In CGP, each node in the directed graph represents a particular function and is encoded by a number of genes. One gene encodes the function that the node represents, and the remaining genes encode where in the graph the node takes its inputs from. The nodes take their inputs in a feed-forward manner from either the output of nodes in a previous column or from a program input (terminal). Also, the number of inputs that a node has, is dictated by the arity of the function it represents. The program data inputs are given the data addresses 0 to n − 1 where n is the number of program inputs. The data outputs of nodes in the genotype are given sequentially addresses, column by column, starting from n to n + m − 1 where m is the user-determined upper bound of the number of nodes (equal to the number of rows multiplied by the number of columns). If the problem requires k program outputs, then k integers are added to the end of the genotype, each one being the address of the output of a node where the program output is taken from.
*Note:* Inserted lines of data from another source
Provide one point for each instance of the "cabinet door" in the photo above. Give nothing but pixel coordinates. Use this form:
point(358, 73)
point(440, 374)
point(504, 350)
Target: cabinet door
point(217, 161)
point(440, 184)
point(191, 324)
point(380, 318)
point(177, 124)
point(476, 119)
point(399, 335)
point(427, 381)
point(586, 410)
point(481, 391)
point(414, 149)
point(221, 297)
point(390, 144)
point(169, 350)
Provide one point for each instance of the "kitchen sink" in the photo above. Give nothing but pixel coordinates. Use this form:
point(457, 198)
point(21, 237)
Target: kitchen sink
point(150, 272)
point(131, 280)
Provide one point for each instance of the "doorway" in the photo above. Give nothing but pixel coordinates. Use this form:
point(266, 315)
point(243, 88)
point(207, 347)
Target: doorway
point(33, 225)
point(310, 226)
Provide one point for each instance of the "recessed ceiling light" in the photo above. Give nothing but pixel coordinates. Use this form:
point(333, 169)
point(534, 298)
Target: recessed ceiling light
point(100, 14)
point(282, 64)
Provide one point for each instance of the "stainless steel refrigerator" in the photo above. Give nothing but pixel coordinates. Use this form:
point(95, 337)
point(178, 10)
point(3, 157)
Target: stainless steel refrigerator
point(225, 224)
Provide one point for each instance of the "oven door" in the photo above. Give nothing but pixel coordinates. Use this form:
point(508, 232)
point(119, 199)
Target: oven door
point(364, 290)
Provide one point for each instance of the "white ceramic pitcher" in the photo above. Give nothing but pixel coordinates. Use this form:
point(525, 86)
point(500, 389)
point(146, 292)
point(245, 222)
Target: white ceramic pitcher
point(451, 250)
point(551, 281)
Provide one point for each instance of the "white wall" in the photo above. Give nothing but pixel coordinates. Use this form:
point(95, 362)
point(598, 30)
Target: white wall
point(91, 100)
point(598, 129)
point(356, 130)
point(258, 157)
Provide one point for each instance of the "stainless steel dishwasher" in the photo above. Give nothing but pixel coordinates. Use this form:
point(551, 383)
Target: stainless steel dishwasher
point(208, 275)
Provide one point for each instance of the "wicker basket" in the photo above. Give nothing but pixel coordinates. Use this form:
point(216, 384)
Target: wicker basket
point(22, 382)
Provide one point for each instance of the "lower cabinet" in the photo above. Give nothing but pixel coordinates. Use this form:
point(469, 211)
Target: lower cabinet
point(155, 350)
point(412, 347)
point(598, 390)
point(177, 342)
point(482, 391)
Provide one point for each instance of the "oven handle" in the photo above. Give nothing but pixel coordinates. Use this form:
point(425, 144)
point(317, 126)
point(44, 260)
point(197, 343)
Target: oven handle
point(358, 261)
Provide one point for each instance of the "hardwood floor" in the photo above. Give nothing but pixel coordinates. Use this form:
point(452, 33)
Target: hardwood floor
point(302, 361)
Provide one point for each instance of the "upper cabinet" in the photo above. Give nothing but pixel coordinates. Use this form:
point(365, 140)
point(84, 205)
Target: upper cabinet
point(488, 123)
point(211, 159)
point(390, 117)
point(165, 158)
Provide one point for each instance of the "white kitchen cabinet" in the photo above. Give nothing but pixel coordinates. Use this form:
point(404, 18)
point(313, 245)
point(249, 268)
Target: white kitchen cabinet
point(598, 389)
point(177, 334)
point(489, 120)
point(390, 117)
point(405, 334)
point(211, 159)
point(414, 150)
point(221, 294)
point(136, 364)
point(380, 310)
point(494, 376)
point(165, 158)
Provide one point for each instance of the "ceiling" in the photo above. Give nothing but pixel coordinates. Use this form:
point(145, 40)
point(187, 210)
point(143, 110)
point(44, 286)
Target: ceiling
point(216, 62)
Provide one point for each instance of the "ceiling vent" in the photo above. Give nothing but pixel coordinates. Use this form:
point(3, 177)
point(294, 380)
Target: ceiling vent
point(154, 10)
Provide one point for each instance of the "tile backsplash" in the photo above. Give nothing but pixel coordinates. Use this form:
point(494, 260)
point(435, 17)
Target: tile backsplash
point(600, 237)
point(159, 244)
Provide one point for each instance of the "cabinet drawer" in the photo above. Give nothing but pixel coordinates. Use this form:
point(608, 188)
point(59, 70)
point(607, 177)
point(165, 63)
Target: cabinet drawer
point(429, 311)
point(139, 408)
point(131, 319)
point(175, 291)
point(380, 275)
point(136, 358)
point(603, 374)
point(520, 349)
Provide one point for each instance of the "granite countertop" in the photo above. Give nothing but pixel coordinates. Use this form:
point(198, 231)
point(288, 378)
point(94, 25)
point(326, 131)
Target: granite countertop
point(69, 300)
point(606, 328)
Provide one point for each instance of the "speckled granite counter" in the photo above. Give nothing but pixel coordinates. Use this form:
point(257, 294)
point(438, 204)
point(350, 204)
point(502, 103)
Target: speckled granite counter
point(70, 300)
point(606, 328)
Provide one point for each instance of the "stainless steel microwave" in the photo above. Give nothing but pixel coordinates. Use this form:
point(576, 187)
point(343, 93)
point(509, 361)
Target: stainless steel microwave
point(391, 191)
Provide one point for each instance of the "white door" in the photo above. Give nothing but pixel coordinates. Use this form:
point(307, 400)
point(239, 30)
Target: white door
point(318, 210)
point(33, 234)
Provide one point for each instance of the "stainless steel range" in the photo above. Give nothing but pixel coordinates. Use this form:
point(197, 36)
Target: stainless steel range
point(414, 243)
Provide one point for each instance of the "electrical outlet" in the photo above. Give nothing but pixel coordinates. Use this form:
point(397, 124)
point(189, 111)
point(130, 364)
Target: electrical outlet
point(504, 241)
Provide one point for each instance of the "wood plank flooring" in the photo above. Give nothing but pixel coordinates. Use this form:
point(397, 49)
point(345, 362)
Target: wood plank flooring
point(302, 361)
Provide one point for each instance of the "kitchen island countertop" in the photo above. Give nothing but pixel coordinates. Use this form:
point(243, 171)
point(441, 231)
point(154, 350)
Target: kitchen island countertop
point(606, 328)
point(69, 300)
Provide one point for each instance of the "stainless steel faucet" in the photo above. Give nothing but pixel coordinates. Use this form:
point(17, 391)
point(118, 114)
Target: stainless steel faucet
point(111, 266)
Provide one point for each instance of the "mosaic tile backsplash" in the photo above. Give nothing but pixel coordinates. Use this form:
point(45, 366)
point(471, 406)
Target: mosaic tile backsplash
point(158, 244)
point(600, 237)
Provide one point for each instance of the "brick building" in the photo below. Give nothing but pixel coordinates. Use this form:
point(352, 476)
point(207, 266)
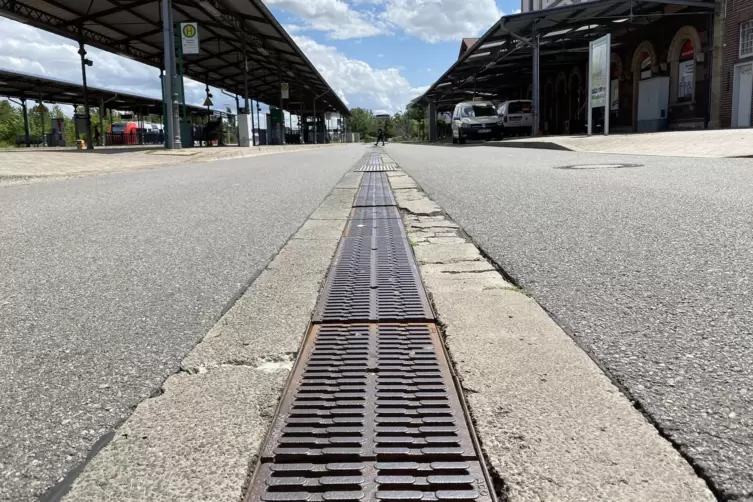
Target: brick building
point(735, 18)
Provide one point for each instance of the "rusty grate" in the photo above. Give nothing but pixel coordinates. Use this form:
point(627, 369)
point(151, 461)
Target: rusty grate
point(374, 191)
point(371, 411)
point(372, 414)
point(373, 279)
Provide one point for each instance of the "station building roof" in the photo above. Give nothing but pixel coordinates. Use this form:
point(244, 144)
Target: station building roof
point(133, 28)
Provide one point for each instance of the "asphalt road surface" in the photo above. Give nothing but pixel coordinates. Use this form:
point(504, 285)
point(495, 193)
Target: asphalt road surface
point(106, 282)
point(650, 267)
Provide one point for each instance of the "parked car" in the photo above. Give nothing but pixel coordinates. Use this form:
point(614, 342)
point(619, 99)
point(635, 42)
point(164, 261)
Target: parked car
point(516, 117)
point(475, 120)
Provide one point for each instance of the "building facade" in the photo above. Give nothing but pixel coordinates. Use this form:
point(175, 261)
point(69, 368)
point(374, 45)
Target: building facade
point(735, 18)
point(676, 49)
point(529, 5)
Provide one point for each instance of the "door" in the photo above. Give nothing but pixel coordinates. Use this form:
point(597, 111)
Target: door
point(742, 94)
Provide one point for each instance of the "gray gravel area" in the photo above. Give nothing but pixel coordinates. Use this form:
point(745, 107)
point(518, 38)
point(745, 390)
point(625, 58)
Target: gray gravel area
point(107, 282)
point(651, 268)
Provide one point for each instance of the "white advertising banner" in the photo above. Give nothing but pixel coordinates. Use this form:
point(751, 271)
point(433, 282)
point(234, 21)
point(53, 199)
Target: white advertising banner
point(598, 67)
point(687, 75)
point(598, 79)
point(189, 36)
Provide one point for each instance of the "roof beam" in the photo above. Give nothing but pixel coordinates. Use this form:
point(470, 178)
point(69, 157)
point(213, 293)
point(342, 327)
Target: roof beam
point(112, 10)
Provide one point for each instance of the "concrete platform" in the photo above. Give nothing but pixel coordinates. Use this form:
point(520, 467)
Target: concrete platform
point(712, 144)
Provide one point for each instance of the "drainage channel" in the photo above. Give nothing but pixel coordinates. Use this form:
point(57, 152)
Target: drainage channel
point(371, 411)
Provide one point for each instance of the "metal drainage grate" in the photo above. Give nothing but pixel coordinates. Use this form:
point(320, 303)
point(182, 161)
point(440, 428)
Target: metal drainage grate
point(375, 213)
point(374, 278)
point(372, 414)
point(374, 162)
point(374, 191)
point(598, 166)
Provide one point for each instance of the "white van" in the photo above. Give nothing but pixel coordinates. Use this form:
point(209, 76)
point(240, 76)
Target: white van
point(516, 117)
point(475, 120)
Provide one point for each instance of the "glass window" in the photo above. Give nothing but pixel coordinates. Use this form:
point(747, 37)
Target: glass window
point(746, 39)
point(484, 111)
point(519, 107)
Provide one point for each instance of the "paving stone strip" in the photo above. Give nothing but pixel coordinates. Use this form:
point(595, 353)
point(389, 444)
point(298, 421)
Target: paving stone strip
point(552, 426)
point(371, 411)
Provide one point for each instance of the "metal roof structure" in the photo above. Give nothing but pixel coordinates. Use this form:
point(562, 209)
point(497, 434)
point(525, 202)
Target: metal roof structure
point(502, 57)
point(21, 85)
point(228, 29)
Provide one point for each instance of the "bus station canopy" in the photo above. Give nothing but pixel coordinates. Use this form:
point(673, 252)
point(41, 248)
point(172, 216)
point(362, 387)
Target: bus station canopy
point(47, 90)
point(226, 30)
point(503, 57)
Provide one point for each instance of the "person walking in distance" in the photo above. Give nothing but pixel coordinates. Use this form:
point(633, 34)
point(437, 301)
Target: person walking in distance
point(380, 135)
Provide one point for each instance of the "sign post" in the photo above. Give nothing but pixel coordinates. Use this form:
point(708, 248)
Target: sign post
point(189, 36)
point(598, 80)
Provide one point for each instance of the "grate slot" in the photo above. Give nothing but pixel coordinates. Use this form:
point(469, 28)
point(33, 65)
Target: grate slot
point(374, 191)
point(374, 279)
point(350, 384)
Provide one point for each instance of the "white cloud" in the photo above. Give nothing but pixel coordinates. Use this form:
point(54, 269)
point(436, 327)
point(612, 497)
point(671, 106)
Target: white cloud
point(332, 16)
point(436, 20)
point(429, 20)
point(356, 82)
point(51, 56)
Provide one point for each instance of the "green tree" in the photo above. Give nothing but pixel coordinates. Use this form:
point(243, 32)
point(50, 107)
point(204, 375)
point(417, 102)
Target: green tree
point(389, 127)
point(11, 124)
point(362, 121)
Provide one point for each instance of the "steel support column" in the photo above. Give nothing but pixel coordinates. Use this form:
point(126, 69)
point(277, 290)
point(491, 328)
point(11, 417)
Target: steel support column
point(102, 130)
point(168, 79)
point(282, 111)
point(41, 118)
point(536, 81)
point(87, 116)
point(245, 89)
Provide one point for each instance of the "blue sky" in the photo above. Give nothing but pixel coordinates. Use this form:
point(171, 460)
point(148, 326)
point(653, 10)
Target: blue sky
point(376, 54)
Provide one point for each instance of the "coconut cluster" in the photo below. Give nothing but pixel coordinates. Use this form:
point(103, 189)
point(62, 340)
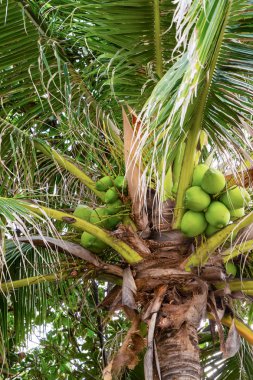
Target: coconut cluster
point(107, 216)
point(210, 205)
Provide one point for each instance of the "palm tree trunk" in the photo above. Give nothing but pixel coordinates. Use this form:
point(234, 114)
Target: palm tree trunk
point(178, 353)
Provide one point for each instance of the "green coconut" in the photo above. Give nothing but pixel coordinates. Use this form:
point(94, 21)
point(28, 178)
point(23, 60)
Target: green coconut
point(235, 198)
point(99, 217)
point(120, 183)
point(196, 199)
point(231, 269)
point(83, 212)
point(193, 223)
point(113, 221)
point(111, 195)
point(217, 215)
point(237, 213)
point(198, 174)
point(115, 207)
point(213, 181)
point(92, 243)
point(104, 183)
point(211, 230)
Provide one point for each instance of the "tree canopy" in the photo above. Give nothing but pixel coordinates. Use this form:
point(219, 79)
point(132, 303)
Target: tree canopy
point(142, 91)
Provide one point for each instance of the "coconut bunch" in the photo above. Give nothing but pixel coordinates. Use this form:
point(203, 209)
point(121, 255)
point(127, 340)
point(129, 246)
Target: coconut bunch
point(210, 203)
point(107, 216)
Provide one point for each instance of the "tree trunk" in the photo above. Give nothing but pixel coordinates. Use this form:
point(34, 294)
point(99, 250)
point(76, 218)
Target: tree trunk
point(178, 353)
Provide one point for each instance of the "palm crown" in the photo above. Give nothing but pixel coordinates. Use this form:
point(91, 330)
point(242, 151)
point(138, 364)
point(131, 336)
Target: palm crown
point(141, 90)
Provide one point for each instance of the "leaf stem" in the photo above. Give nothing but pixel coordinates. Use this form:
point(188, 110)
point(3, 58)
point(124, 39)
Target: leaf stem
point(193, 134)
point(205, 250)
point(122, 248)
point(69, 166)
point(158, 44)
point(242, 329)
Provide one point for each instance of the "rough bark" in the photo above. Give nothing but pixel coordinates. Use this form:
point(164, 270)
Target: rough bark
point(178, 353)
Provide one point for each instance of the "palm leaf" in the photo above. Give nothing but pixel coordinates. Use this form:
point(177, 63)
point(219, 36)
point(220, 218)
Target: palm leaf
point(203, 89)
point(121, 43)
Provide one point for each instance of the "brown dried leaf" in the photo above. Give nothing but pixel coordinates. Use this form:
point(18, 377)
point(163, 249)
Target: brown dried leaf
point(133, 344)
point(149, 356)
point(133, 175)
point(107, 371)
point(233, 342)
point(128, 289)
point(113, 299)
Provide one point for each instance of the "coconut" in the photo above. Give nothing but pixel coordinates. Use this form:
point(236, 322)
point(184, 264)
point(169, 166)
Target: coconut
point(83, 212)
point(235, 198)
point(217, 215)
point(237, 213)
point(211, 230)
point(104, 183)
point(193, 223)
point(213, 181)
point(115, 207)
point(198, 174)
point(113, 221)
point(92, 243)
point(231, 269)
point(111, 195)
point(99, 217)
point(196, 199)
point(120, 183)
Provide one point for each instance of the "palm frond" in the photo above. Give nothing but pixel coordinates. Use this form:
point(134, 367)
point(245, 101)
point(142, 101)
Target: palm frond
point(117, 43)
point(209, 87)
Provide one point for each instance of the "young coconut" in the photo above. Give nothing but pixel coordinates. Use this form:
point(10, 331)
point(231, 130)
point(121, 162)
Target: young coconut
point(92, 243)
point(217, 215)
point(235, 198)
point(213, 181)
point(211, 230)
point(231, 269)
point(120, 183)
point(198, 174)
point(115, 207)
point(113, 221)
point(196, 199)
point(237, 213)
point(193, 223)
point(104, 183)
point(99, 217)
point(111, 195)
point(83, 212)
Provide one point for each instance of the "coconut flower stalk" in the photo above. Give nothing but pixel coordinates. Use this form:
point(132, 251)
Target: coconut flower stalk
point(126, 164)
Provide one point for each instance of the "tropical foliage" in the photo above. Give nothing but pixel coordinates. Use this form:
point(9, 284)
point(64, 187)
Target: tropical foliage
point(144, 90)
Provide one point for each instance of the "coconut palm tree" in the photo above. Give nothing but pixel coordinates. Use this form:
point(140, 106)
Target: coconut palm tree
point(141, 92)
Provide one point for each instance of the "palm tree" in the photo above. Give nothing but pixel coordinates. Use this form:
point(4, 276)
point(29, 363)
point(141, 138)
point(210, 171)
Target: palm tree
point(144, 90)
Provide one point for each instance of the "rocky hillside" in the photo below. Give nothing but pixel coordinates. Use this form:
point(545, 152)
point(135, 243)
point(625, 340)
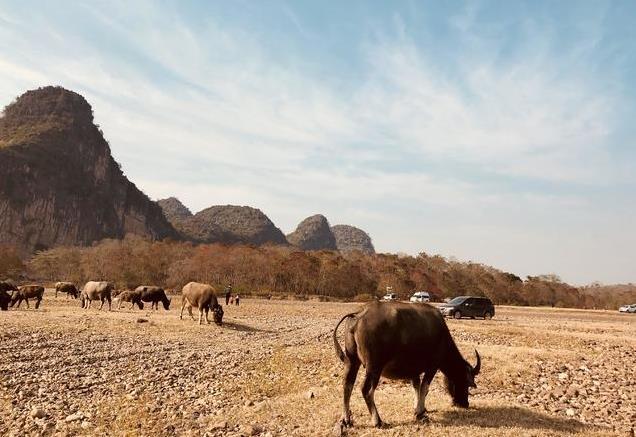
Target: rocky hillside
point(59, 184)
point(174, 210)
point(313, 233)
point(350, 238)
point(227, 224)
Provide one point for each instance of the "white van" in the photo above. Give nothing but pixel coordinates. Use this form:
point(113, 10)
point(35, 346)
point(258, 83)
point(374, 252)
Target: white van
point(420, 296)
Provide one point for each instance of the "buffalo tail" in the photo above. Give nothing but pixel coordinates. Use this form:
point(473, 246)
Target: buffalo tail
point(339, 351)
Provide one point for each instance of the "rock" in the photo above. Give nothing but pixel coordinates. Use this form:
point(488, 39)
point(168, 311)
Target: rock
point(37, 413)
point(74, 417)
point(219, 425)
point(253, 429)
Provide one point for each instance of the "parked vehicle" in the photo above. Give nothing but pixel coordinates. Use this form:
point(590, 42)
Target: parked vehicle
point(420, 296)
point(468, 306)
point(628, 308)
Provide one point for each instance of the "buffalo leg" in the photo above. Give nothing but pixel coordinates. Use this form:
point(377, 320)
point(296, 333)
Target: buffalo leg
point(369, 385)
point(421, 392)
point(352, 365)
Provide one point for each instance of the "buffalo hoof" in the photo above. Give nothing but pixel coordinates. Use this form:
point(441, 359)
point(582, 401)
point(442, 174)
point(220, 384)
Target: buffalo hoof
point(346, 423)
point(422, 418)
point(381, 425)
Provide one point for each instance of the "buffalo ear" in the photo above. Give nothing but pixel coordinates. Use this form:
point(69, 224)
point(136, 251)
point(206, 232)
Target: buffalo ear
point(477, 367)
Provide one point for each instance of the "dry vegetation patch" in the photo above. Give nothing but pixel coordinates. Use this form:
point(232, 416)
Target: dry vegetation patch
point(271, 370)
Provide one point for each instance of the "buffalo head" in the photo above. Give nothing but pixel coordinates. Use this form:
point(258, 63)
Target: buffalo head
point(464, 379)
point(217, 314)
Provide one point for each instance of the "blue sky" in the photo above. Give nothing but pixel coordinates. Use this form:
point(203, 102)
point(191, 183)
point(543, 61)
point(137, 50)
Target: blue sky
point(497, 132)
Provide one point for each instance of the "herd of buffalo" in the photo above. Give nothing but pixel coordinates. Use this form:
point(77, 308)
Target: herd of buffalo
point(194, 294)
point(391, 339)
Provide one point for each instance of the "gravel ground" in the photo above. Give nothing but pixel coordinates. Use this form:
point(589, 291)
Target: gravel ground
point(271, 370)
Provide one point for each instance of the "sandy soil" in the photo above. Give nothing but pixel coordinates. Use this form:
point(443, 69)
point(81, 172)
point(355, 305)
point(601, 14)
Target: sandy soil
point(271, 370)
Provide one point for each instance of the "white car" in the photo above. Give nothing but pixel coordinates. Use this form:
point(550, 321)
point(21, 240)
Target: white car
point(420, 296)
The two dimensional general form of a Cartesian Genetic Program is shown in Fig. 1.

Fig. 1

General form of two-dimensional CGP. It is a grid of nodes whose functions are chosen from a set of primitive functions. Two parameters c, and r, respectively, define the number of columns and rows in the grid. Each node is assumed to take as many inputs as the maximum function arity a. Every data input and node output are labelled consecutively (starting at 0) which gives it a unique data address which specifies where the input data or node output value can be accessed (shown in the figure on outputs of inputs and nodes). Nodes in the same column cannot be connected to each other. In most cases the graph is directed (as in this paper) so that a node may only have its inputs connected to either input data or the output of a node in a previous column. In general there may be a number of output genes (O _i ) which specify where the program outputs are taken from. The structure of the genotype is seen below the schematic. All node function genes f _i are integer addresses in a look-up table of functions. All connection genes C _ij are data addresses and are integers taking values between 0 and the address of the node at the bottom of the previous column of nodes

Figure 2 shows a CGP genotype and the corresponding phenotype that arose in the evolution of a 2-bit parallel multiplier (one row was used in this case). Figure 3 shows how the CGP genotype is decoded to produce a phenotype.

Fig. 2

A CGP genotype and corresponding phenotype for a 2-bit multiplier circuit. The underlined genes in the genotype encode the function of each node. The function look-up table is: AND(0), AND with one input inverted(1), XOR(2) and OR(3). The addresses are shown underneath each program input and node in the genotype and phenotype. The inactive areas of the genotype and phenotype are shown in gray dashes (nodes 6 and 10)

Fig. 3

The decoding procedure of a CGP genotype for the 2-bit multiplier problem. a Output A (o _A ) connects to the output of node 4, move to node 4. b Node 4 connects to the program inputs 0 and 2, therefore the output A is decoded. Move to output B. c Output B (o _B ) connects to the output of node 9, move to node 9. d Node 9 connects to the output of nodes 5 and 7, move to nodes 5 and 7. e Nodes 5 and 7 connect to the program inputs 0, 3, 1 and 2, therefore output B is decoded. Move to output C. The procedure continues until output C (o _C) and output D (o _D) are decoded (steps f) to h and steps i to j, respectively). When all outputs are decoded, the genotype is fully decoded

In general, CGP uses a (μ + λ) evolutionary strategy [34] with μ = 1 and λ = 4, giving a population size of 5. The μ value indicates the number of individuals promoted to the next generation as parents and the λ value indicates the number of offspring generated from the promoted parents. The (1 + 4) evolutionary strategy is defined in Algorithm 1.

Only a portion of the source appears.